Fig. 3.. B-Raf P-loop mutations and drugs that perturb Raf dimerization both extend Ras-Erk pathway kinetics.

(A) OptoSOS and optoBRaf coupled with MEK inhibition (U0126) and mutant-B-Raf inhibition (PLX-8394) were used to isolate B-Raf as a network node that can extend Erk kinetics. Plots show quantification of Western blot data (blots are available in fig. S4, A, B, and C). Normal wild-type decay is indicated with the gray dashed line; basal signaling level (no opto-stimulation) is indicated by the purple dotted line. (B) Treatment of NIH 3T3s with paradoxically activating B-Raf inhibitors vemurafenib and SB590885 also extended ppErk decay kinetics. Datapoints show means ± 95% confidence interval (CI) of mean single-cell ppErk immunofluoresecnce from three replicates. (C) Our data support a model in which P-loop B-Raf mutations or paradoxically activating drugs can both enhance the Ras-induced dimerization potential of B-Raf and C-Raf, thus altering the kinetic properties of pathway activation and inactivation.

Fig. 4.. Perturbation of Ras-Erk signaling dynamics can alter how cells make proliferative decisions.

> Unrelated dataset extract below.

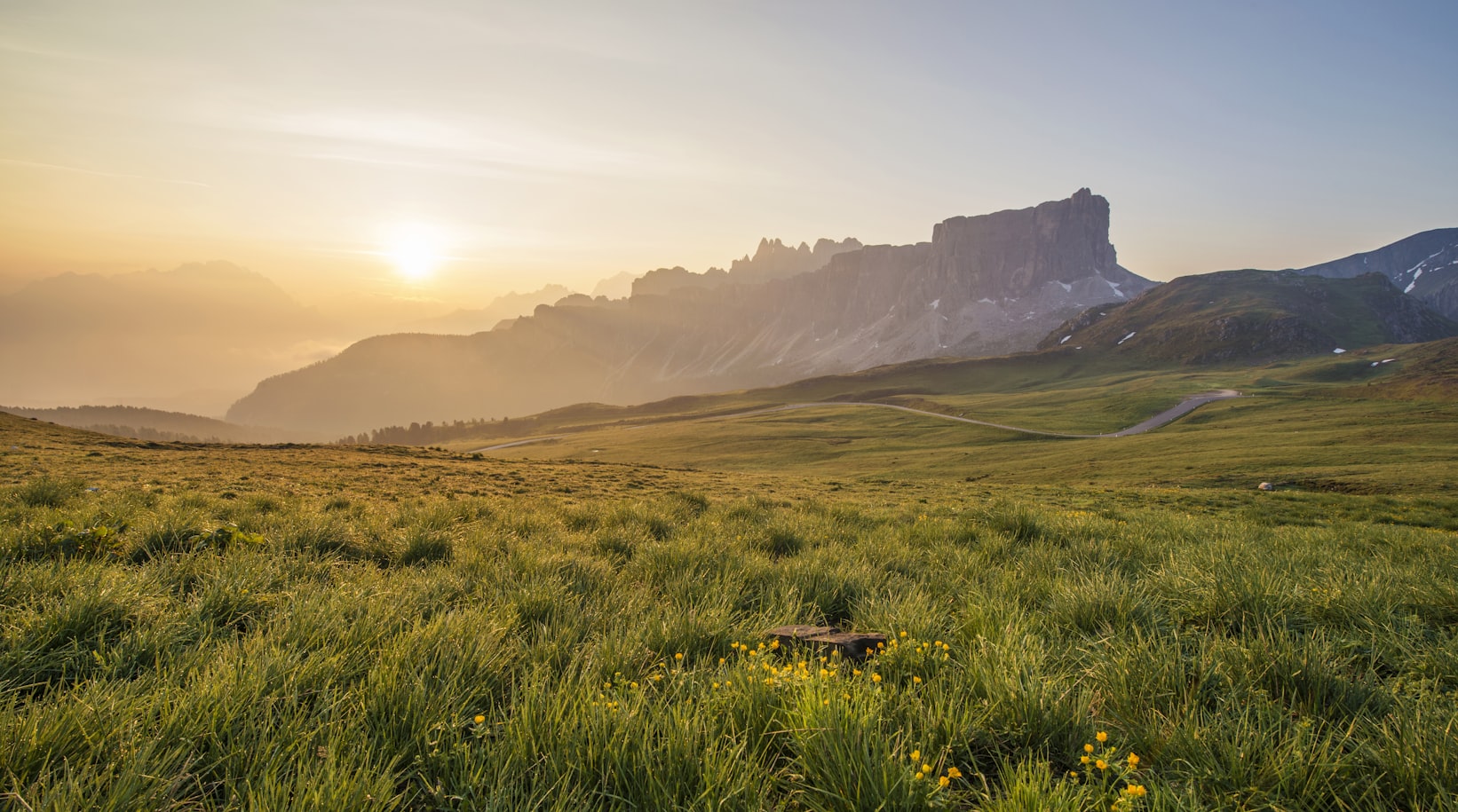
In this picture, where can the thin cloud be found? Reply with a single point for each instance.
(77, 169)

(A) Transcriptional decoding of dynamic signal inputs was examined in normal NIH 3T3 cells (fast pathway kinetics) or in cells treated with the kinetics-altering drug SB590885. Cells were stimulated with fixed-width signal pulses separated by various intervals. Expression of Erk targets and downstream cell-cycle entry were examined. (B) Altered Ras-Erk kinetics changed transcriptional output to dynamic Ras inputs. Immunofluorescence of cJun, EGR1, and Cyclin D1 expression time courses is depicted. Only expression in response to constant stimulus or a representative pulsed stimulus is shown.All input conditions tested are provided in fig. S11. Illumination was achieved with the optoPlate, and protein expression was assessed through single-cell immunofluorescence coupled with high-content imaging. Data points represent the median target fluorescence from 3000 to 4000 cells for each condition. (C) Extended Ras-Erk kinetics sensitized cells to proliferate under nonproliferative conditions. We used 384-well optoPlate illumination to examine proliferation of cells in response to a systematic scan of dynamic inputs. Normal and drug-treated cells were exposed to all combinations of six optoSOS pulse lengths (ON interval) and separated by seven pulse interval lengths (OFF interval) over 19 hours. Cells were then incubated with Edu for 30 min, fixed, stained, imaged, and analyzed. The percentage of cells incorporating Edu was plotted as an interpolated heatmap. Further analysis is available in figs. S12 and S13. The values used to generate the map represent means of biological quadruplicates. (D) Our data support the model that altering dynamic signal filtering properties can reshape the input-response map and may drive improper cellular behavior, such as hyperproliferation.